2000). Recent research completed by Johnson et al. (
2016) noted inconsistent internal consistency ratings across subsets of the CSHQ. Additionally they raised queries on the applicability of the subsets to individuals with ASD. However as the CSHQ was used to establish the degree of severity of the sleep difficulties rather than as a pre/post measure its use within this study appeared warranted. It is clear that further research into the CSHQ is required to fully establish its effectiveness.
Inclusion criteria present a further limitation. To enrol, participants were required to be aged 2–7, sleep less than 7 h per night, present with a sleep difficulty on the SATT and have ASD. Inclusion criteria may not have been stringent enough and may have impacted generalisability. Firstly no reference to severity of ASD diagnosis or IQ was made. Though sleep disturbances are common across the spectrum, functioning level is pivotal when analysing behavioural interventions (Williams et al.
2004). Children with ASD who are non-verbal may require additional supports or prompting to adhere to interventions while higher functioning children may not. Though level of functioning was referenced by including developmental age (derived from VB-MAPP) this may not have been sufficiently precise.
A final limitation was the absence of function based interventions. Participants were randomly allocated to an intervention regardless of SATT or CSHQ scores. Further functional relations surrounding sleep were not investigated. Functional assessments are the hallmark of behavioural intervention (Hanley et al.

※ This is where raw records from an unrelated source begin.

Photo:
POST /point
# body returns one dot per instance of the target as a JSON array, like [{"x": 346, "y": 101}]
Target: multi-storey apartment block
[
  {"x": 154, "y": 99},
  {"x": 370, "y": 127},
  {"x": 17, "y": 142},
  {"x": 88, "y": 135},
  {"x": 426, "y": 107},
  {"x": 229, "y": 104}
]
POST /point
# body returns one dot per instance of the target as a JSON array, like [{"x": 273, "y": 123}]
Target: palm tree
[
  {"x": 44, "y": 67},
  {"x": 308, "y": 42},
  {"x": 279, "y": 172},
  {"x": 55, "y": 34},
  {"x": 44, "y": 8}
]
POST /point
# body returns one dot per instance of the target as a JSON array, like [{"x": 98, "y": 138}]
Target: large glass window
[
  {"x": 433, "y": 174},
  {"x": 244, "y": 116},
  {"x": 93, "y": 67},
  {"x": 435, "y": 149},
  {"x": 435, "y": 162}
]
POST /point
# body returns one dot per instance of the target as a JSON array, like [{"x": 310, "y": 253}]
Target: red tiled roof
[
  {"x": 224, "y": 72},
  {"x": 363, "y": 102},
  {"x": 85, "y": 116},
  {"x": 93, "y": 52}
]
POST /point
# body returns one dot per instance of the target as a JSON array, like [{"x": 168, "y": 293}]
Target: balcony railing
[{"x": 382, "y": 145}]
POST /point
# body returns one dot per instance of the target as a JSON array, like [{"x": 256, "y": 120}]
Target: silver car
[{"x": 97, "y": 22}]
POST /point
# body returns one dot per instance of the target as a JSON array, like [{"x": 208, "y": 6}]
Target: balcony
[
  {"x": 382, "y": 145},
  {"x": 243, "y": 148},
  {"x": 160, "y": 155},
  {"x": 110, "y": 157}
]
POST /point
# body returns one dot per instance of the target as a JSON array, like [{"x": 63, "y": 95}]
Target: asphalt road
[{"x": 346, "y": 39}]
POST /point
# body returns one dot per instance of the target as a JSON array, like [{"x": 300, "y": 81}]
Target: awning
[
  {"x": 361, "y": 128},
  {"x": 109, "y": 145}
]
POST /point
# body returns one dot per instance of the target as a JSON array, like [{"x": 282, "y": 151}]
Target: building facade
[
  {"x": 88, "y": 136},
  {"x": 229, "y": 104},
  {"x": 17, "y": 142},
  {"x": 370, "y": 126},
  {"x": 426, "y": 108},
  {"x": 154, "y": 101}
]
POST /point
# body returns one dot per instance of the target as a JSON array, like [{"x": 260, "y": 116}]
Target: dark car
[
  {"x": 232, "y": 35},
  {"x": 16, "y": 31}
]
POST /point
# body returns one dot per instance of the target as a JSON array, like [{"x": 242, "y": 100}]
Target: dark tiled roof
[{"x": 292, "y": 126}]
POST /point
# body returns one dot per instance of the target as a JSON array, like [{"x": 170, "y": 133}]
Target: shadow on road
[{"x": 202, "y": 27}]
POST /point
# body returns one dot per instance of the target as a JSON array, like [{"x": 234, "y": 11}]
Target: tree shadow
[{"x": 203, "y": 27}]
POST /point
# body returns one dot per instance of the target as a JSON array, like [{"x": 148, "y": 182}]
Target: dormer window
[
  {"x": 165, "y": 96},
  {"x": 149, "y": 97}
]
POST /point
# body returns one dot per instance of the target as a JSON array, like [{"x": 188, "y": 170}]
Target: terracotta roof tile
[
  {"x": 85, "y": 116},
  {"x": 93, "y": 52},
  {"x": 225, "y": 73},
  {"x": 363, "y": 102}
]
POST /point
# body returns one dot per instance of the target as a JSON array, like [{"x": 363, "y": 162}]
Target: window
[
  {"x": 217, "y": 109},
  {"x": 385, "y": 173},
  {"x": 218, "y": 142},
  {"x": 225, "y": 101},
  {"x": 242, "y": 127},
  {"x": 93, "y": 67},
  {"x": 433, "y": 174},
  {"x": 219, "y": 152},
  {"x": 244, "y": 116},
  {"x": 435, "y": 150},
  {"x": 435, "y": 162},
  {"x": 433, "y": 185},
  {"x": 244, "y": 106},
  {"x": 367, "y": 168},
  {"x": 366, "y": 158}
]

2003). Sleep problems have been exempt from such analyses though they represent a severe challenge for child and family. Though effective interventions have been documented, conditions under which each should be applied have not been established. Jin et al. (
2013) reported the efficacy of individualised function based sleep interventions for young children. The SATT was utilised to provide the researchers with a hypothesised function of the sleep competing behaviours. The lack of environmental contingency evaluation of participants sleep difficulties may have adversely impacted results. Future research should examine the functional relations and use these to guide intervention.
These results impact current clinical approaches in a number of ways. The apparent efficacy of stimulus control techniques is beneficial as it minimises the need to utilise extinction based protocols which often have multiple side-effects (Jin et al.
2013). Reid et al. (
1999) noted a drop-out rate of 20% of parent participants from extinction based interventions due to a reluctance to ignoring crying. Stimulus control interventions in comparison do not result in prolonged periods of crying or increased rates of challenging behaviours (Burke et al.
2004). No parent participants within this study noted increased challenging behaviour associated with sleep related stimuli. Further challenging behaviour decreased for participants within the bedtime fading intervention. A key advantage of stimulus control interventions is the facilitation of skill acquisition where extinction does not permit this (Cortesi et al.
2010). Finally, intervention implementation at the child’s bedtime is advantageous. At this time parental fatigue is minimised increasing implementation fidelity (Kodak and Piazza
2008). The high social validity, treatment fidelity and acceptability scores obtained within this study also support the positive effects of implementing sleep interventions at this time. This suggests that future research on stimulus control interventions rather than extinction based approaches is warranted.